And now, among babies, old and young, crackaddicts and non-crackaddicts, blacks and… yeah mostly blacks, except from the three of us, Oledum pumped pounding powerful drummed rythms into our body and souls. It was impossible not to fall in love with the Brazilian culture.
My head was about to explode while entering the chaotic, wild, beautiful but also sad Afro-Brazilian bitter-sweet Unesco site and old city of Salvador Pelourinho, meaning Pillory (a device used for public punishment). Unchanged from Portuguese colonial times (when half the population were african slaves -abt 4 million) it’s today a living museum and a sensoral firework.
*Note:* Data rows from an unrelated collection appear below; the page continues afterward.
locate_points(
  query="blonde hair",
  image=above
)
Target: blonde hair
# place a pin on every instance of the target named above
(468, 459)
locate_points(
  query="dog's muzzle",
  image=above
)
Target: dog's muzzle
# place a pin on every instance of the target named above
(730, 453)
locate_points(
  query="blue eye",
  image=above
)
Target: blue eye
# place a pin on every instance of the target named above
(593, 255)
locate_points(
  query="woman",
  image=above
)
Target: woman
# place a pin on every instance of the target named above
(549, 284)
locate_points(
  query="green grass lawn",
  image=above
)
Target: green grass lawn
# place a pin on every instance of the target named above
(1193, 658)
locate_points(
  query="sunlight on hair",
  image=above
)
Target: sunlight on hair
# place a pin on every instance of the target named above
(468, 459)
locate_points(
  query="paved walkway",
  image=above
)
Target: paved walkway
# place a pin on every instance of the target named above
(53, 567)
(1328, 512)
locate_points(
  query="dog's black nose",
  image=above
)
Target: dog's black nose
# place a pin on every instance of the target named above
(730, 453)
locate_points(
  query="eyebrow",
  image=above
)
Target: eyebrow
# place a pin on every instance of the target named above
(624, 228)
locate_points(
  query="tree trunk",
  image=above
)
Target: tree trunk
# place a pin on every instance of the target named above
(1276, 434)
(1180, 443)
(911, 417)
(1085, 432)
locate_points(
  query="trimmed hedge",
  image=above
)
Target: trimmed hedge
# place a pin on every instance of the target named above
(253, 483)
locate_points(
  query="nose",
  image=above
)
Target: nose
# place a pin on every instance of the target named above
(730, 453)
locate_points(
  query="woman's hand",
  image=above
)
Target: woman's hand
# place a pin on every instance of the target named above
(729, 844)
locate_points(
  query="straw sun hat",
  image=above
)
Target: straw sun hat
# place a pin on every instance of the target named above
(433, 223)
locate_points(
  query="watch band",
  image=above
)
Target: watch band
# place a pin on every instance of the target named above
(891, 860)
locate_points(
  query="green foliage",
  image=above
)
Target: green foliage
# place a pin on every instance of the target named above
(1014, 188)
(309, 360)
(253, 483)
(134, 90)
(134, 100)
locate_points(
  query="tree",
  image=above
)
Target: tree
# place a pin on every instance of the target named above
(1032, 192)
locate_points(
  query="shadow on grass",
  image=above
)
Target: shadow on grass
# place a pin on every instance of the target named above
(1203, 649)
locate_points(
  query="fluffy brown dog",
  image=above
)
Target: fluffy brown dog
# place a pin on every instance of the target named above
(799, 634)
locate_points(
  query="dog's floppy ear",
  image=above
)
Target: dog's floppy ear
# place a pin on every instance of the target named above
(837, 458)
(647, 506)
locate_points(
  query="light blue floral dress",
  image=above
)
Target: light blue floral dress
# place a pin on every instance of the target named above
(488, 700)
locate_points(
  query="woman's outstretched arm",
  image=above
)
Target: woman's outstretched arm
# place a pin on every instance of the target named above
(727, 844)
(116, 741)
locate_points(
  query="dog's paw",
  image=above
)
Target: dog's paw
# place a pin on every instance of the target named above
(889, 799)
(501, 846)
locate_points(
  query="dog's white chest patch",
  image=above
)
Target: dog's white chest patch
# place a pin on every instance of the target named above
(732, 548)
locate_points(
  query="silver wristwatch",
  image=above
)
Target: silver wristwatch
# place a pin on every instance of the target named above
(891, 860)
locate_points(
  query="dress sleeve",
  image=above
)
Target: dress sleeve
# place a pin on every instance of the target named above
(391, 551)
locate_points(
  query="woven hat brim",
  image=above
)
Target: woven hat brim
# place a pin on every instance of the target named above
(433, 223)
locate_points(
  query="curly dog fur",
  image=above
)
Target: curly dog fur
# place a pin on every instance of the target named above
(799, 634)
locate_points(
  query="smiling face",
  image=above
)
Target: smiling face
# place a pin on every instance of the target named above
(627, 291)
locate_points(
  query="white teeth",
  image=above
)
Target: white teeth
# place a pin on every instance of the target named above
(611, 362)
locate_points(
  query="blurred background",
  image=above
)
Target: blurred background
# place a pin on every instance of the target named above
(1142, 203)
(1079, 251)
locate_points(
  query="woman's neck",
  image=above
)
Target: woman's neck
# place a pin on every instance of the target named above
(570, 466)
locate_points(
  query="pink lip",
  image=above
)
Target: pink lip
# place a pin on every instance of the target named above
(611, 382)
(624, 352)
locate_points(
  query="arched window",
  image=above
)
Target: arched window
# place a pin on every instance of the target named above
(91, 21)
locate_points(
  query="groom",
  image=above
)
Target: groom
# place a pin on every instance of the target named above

The distinguished scents and visions of the baianas, the big fat Bahian-mamas. Poor crackaddicted children who seem to sleep the day away and crawl out at night from their hide-away. Frenetically running around with hunter’s eyes, hunting for tourist-pockets, food, crack and love… Capoeira-groups practicing capoeira or dancing samba in the streets. And pastel-colored buildings, now fully decorated with cheezy christmas-decorations.
With this as the backdrop we stumbled upon Brazil’s cultural pride, the drum-band Oledum, and their quite rear public rehearsal for carneval. Oledum is the heartbeat of Michael Jackson’s song and music video; They don’t really care about us, shot in this excact location.
I danced my way into the night sweaty and electric with a huge smile on my face and heart.